ObjectApiResponse({'acknowledged': True, 'shards_acknowledged': True, 'index': 'pharma_embed'})

In [5]:
dataset[0]

{'Question': 'Taking into account the content of Q7 Good Manufacturing Practice Guidance for Active Pharmaceutical Ingredients Guidance for Industry , Would additional process validation studies be needed to support a change in the source of an API starting material?',
 'Answer': 'Any change in the API starting material should be assessed for impact on the API manufacturing process and the resulting API quality (ICH Q7, paragraph 7.14). Additional validation studies of the API process may be warranted if the change in the API starting material is deemed significant. In most cases, validation would be expected for a different source of the starting material unless otherwise justified (ICH Q7, paragraphs 12.1, 13.13).'}

## Embeddings

We instantiate our Embeddings Model

In [6]:
from sentence_transformers import SentenceTransformer

model = SentenceTransformer("NeuML/pubmedbert-base-embeddings")

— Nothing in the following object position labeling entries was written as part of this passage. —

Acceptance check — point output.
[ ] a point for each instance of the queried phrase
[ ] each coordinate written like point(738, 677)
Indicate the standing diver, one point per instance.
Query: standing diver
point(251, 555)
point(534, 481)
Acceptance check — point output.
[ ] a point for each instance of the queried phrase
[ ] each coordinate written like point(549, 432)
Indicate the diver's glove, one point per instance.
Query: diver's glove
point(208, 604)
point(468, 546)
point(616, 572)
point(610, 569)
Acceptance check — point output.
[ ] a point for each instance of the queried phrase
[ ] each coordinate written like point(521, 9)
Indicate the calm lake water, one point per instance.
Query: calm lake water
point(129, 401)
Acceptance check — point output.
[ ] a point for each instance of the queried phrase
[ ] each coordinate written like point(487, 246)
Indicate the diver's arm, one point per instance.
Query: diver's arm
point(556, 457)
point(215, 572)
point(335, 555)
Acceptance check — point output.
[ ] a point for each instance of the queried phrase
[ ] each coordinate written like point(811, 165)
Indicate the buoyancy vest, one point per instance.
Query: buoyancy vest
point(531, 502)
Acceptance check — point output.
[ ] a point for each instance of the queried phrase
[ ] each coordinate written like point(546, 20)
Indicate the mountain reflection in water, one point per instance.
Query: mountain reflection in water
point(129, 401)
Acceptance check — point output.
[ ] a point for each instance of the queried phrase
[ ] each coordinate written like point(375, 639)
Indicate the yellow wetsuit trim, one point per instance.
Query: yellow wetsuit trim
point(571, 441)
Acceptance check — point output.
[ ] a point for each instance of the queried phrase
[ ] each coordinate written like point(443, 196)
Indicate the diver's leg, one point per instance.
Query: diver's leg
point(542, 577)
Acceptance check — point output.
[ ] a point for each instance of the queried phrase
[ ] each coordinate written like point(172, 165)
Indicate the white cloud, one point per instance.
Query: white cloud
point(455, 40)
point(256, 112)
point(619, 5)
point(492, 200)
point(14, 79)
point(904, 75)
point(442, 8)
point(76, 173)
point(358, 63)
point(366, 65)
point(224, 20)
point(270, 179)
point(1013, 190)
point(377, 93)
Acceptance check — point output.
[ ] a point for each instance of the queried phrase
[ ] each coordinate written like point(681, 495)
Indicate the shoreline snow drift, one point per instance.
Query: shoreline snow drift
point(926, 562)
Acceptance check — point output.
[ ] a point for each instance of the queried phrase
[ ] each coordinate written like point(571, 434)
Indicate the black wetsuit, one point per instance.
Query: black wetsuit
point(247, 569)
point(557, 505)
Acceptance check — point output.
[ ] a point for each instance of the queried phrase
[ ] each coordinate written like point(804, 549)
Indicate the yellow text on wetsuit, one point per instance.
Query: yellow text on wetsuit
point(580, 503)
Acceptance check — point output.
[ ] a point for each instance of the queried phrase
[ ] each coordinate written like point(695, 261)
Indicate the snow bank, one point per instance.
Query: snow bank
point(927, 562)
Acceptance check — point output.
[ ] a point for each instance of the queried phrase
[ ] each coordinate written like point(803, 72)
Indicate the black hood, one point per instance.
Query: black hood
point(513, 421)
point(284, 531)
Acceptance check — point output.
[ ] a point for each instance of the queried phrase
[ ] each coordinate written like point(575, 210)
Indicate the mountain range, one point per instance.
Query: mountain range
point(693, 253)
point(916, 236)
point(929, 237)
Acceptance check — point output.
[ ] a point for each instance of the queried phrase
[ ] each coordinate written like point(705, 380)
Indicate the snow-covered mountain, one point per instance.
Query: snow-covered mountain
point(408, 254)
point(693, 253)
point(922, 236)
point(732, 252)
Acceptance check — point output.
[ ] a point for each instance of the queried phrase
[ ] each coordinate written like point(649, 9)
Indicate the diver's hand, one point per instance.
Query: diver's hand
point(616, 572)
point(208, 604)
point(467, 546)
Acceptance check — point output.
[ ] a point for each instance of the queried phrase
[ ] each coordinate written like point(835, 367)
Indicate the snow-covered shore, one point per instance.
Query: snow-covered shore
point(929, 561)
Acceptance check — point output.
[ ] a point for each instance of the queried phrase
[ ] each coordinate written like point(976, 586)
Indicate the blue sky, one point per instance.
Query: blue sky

We append the embeddings of the question and answer to our dataset and ingest it to the database

In [None]:
from tqdm.auto import tqdm

documents = []

for doc in tqdm(dataset):
    doc["QuestionVector"] = model.encode(doc["Question"]).tolist()
    doc["AnswerVector"] = model.encode(doc["Answer"]).tolist()
    documents.append(doc)
    es_client.index(index=index_name, document=doc)

In [7]:
import pickle

# # Saving embeddings to a file
# with open("embeddings.pkl", "wb") as f:
#     pickle.dump(documents, f)

with open('embeddings.pkl', 'rb') as f:
    documents = pickle.load(f)

In [8]:
len(documents[0]['QuestionVector'])

768

In [9]:
query = "What is the goal for IVD studies?"
query_vector = model.encode(query)

In [11]:
from utils import wrap, rag_vector

answer = rag_vector(query, query_vector, es_client, index_name)
print(wrap(answer))

Unfortunately, I don't have any context to draw from. Please provide
the context from the FAQ database, and I'll be happy to answer the
question based on the facts provided.


In [12]:
dataset_test = load_dataset("Jaymax/FDA_Pharmaceuticals_FAQ", split="test")

In [13]:
dataset_test[0]

{'Question': 'As described in Assessing User Fees Under the Generic Drug User Fee Amendments of 2022 , Do DMF holders need to wait for a new ANDA applicant to request a letter of authorization before the DMF is assessed to be available for reference?',
 'Answer': 'No. DMF holders can pay the fee before a letter of authorization is requested. The DMF will then undergo an initial completeness assessment, using factors articulated in the final guidance _Completeness Assessments for Type II Active Pharmaceutical Ingredient Drug Master Files Under the Generic Drug User Fee Amendments_. If the DMF passes the initial completeness assessment, FDA will identify the DMF on the Type II Drug Master Files - Available for Reference List.'}

In [14]:
query = dataset_test[0]['Question']
query_vector = model.encode(query)
answer = rag_vector(query, query_vector, es_client, index_name)
print('Generated Answer')
print('-'*8)
print(wrap(answer))
print('*'*8)

print('Ground Truth')
print('-'*8)
print(wrap(dataset_test[0]['Answer']))


Generated Answer
--------
According to the Generic Drug User Fee Amendments of 2022, DMF holders
do not need to wait for a new ANDA applicant to request a letter of
authorization before the DMF is assessed to be available for
reference.
********
Ground Truth
--------
No. DMF holders can pay the fee before a letter of authorization is
requested. The DMF will then undergo an initial completeness
assessment, using factors articulated in the final guidance
_Completeness Assessments for Type II Active Pharmaceutical Ingredient
Drug Master Files Under the Generic Drug User Fee Amendments_. If the
DMF passes the initial completeness assessment, FDA will identify the
DMF on the Type II Drug Master Files - Available for Reference List.